As a unit, Shep's fellow aspiring passengers had flung themselves against the window, cell phones drawn in a mad rush to Instagram. From his perch atop a window-side chair, Shep clung without shame to his hope: Maybe that wasn't our plane.

Until "Ladies and gentlemen" squawked over the P.A. system. Shep didn't bother to listen to the announcement past the word 'obviously'. It was indeed obvious: wherever he ended up tonight, it wouldn't be home.

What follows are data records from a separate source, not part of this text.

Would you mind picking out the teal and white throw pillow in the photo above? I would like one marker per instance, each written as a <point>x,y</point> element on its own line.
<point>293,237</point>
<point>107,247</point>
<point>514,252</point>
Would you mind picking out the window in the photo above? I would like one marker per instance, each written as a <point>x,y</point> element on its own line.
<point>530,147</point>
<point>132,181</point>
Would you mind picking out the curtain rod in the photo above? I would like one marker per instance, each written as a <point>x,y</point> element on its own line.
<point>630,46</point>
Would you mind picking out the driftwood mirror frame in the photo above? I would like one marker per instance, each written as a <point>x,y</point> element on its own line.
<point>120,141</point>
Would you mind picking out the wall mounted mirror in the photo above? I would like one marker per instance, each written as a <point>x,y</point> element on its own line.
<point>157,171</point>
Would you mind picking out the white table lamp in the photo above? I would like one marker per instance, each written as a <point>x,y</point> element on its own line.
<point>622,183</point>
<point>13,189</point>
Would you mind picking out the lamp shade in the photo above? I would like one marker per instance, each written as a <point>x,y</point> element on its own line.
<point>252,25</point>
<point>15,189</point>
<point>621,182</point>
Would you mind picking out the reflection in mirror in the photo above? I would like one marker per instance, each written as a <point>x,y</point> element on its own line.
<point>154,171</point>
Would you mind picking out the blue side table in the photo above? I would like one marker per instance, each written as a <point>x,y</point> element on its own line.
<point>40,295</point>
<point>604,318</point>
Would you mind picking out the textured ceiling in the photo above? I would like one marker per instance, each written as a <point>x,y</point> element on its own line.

The airline's employees were very diligent, first in ensuring that everyone from the evacuated flight was quite all right, and then in soothing the boarding area full of frantically-tweeting witnesses with that information. When the reporters and cameras crushed into the concourse, the line of folks waiting to be rebooked evaporated as they clamored instead for their chance at five seconds of face time on the Phoenix news, and Shep magically jumped from twenty-eighth in line to "Next!" He was given a boarding pass for a flight to LAX in the morning, and a hotel voucher, and then sent on his way to the courtesy van. In the hubbub, first to YouTube the evacuation, and then to crow about having done so on the local news, people had scattered coffee cups, burger wrappers, and magazines until the gate room looked like the scene of a tornado touchdown. Shep picked his way around and through the crumpled pictures of Felix, knowing that the sad frowns in them were all in his imagination. Still, feeling equally trod upon, he tapped out a text:

I tried. Stranded in Phoenix. Flt tomorrow. I'm going to bed.